Die Behörde erster Instanz stellte daraufhin eine Anfrage gemäß § 5 Abs. 2 des Aufenthaltsgesetzes (AufG) an die zuständige Landesgeschäftsstelle des Arbeitsmarktservice. Mit formularmäßiger Erledigung vom 9. Juni 1995 wurde die Unbedenklichkeit für die Berufsgruppe H 28 nicht bestätigt.
Mit Bescheid des Landeshauptmannes von Wien vom 21. Juni 1995 wurde der Antrag der Beschwerdeführerin auf Erteilung einer Bewilligung gemäß § 1 Abs. 1 iVm § 6 Abs. 1 AufG im Hinblick auf § 5 Abs. 2 AufG abgewiesen. Als Begründung wurde auf die - bindende - Mitteilung der zuständigen Landesgeschäftsstelle des Arbeitsmarktservice hingewiesen.

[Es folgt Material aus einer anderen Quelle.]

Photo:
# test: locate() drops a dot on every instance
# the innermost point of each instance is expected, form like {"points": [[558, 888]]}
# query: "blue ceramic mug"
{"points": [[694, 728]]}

Gegen diesen Bescheid erhob die Beschwerdeführerin Berufung und bestritt, jemals als Aufenthaltszweck die unselbständige Beschäftigung als Bedienerin angegeben zu haben. Die Beschwerdeführerin beabsichtige keinerlei Arbeitsaufnahme im Bundesgebiet Österreich; sie wolle lediglich privat aufhältig sein.

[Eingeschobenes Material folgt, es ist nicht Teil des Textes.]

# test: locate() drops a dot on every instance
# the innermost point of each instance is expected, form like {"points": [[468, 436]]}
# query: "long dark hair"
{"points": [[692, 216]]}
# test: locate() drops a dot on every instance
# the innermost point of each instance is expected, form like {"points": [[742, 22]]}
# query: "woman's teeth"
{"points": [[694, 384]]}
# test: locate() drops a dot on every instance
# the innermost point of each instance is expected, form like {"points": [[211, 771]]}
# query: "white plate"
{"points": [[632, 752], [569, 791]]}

Mit dem nunmehr angefochtenen Bescheid des Bundesministers für Inneres vom 16. November 1995 wurde die Berufung der Beschwerdeführerin gemäß § 66 Abs. 4 AVG iVm § 5 AufG abgewiesen. Nach der Begründung dieses Bescheides habe die Landesgeschäftsstelle des Arbeitsmarktservice die Unbedenklichkeit für die von der Beschwerdeführerin angestrebte unselbständige Beschäftigung nicht bestätigt, woraus sich für die Behörde "der Umstand ergab, aus diesem Grunde ihren Antrag abzulehnen". Die Beschwerdeführerin habe anläßlich der Niederschrift vom 2. Juni 1995 einer neuerlichen Anfrage beim zuständigen Arbeitsmarktservice bezüglich der Beschäftigungsaufnahme als Bedienerin zugestimmt, wobei sie darüber in Kenntnis gesetzt worden sei, daß auf Grundlage der Anfrage entschieden werde. Gemäß § 2 des Ausländerbeschäftigungsgesetzes (AuslBG) würde die Beschwerdeführerin zur Ausübung einer unselbständigen Erwerbstätigkeit eine Berechtigung nach diesem Bundesgesetz benötigen. Da sie weder über eine gültige Sicherungsbescheinigung, Beschäftigungsbewilligung, Arbeitserlaubnis oder Befreiungsschein verfüge noch eine Mitteilung des Arbeitsmarktservice im Sinne des § 5 Abs. 4 AufG vorliege, sei ihr Aufenthaltszweck auf Grund der tatsächlichen Arbeitsmarktsituation verfehlt gewesen. Somit stehe fest, daß sie nicht berechtigt sei, sich zur Ausübung einer unselbständigen Erwerbstätigkeit in Österreich aufzuhalten.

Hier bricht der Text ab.